I have to subset a sequence of data.frames frequently (millions of times each run). The data.frames are of approximate size 200 rows x 30 columns. Depending on the state, the values in the data.frame change from one iteration to the next. Thus, doing one subset in the beginning is not working.

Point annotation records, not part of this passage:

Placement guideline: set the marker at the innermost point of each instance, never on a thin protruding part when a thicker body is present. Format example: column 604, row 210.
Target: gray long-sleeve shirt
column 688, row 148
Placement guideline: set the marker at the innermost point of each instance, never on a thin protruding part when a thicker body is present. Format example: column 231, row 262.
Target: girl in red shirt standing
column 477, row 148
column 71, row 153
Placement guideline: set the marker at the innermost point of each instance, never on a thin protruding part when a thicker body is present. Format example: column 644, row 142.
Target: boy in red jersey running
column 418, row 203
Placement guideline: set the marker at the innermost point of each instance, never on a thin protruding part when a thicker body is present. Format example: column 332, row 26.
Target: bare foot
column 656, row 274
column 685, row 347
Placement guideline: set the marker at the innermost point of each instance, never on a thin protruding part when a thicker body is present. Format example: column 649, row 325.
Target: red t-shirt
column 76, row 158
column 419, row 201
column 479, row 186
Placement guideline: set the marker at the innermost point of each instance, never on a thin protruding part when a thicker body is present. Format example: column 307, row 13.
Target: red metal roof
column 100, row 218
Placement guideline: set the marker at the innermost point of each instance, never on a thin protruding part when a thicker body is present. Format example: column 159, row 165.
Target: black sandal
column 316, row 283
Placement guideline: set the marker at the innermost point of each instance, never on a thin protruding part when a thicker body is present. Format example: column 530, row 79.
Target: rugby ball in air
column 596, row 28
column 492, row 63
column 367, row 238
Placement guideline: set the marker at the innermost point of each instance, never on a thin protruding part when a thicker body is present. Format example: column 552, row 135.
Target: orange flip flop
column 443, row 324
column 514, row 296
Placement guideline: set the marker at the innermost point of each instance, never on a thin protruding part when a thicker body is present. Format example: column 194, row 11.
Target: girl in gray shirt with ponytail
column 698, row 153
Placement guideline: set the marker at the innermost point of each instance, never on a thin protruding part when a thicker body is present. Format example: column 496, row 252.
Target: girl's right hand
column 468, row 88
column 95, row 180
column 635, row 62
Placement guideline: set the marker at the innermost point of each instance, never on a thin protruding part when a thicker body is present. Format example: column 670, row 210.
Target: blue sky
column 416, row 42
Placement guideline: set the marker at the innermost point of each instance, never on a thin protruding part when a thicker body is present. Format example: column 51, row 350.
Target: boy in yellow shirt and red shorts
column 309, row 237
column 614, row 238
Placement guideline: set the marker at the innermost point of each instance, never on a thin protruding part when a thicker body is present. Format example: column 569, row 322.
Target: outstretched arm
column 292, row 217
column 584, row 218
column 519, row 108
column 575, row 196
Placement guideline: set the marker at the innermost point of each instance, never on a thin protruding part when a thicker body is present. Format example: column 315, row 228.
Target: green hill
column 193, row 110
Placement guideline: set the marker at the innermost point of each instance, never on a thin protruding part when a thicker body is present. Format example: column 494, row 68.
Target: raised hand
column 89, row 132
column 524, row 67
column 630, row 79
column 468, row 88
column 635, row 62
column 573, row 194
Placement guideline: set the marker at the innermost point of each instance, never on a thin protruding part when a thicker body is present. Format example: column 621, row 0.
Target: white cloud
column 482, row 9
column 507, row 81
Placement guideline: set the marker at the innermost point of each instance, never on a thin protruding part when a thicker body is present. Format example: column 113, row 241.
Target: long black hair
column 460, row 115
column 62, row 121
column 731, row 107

In contrast to the question, when a data.table starts to be faster than a data.frame, I am looking for a speed-up of subsetting for a given size of the data.frame/data.table
The following minimum reproducible example shows, that data.frame seems to be the fastest:
library(data.table)
nmax <- 1e2 # for 1e7 the results look as expected: data.table is really fast!
set.seed(1)
x<-runif(nmax,min=0,max=10)
y<-runif(nmax,min=0,max=10)
DF<-data.frame(x,y)
DT<-data.table(x,y)
summary(microbenchmark::microbenchmark(
setkey(DT,x,y),
times = 10L, unit = "us"))
# expr min lq mean median uq max neval
# 1 setkey(DT, x, y) 70.326 72.606 105.032 80.3985 126.586 212.877 10
summary(microbenchmark::microbenchmark(
DF[DF$x>5, ],
`[.data.frame`(DT,DT$x < 5,),
DT[x>5],
times = 100L, unit = "us"))
# expr min lq mean median uq max neval
# 1 DF[DF$x > 5, ] 41.815 45.426 52.40197 49.9885 57.4010 82.110 100
# 2 `[.data.frame`(DT, DT$x < 5, ) 43.716 47.707 58.06979 53.5995 61.2020 147.873 100
# 3 DT[x > 5] 205.273 214.777 233.09221 222.0000 231.6935 900.164 100
Is there anything I can do to improve performance?
Edit after input:
- I am running a discrete event simulation and for each event I have to search in a list (I don't mind whether it is a
data.frameordata.table). Most likely, I could implement a different approach, but then I have to re-write the code which was developed over more than 3 years. At the moment, this is not an option. But if there is no way to get it faster this might become an option in the future. - Technically, it is not a sequence of
data.framesbut just onedata.frame, which changes with each iteration. However, this has no impact on "how to get the subset faster" and I hope that the question is now more comprehensive.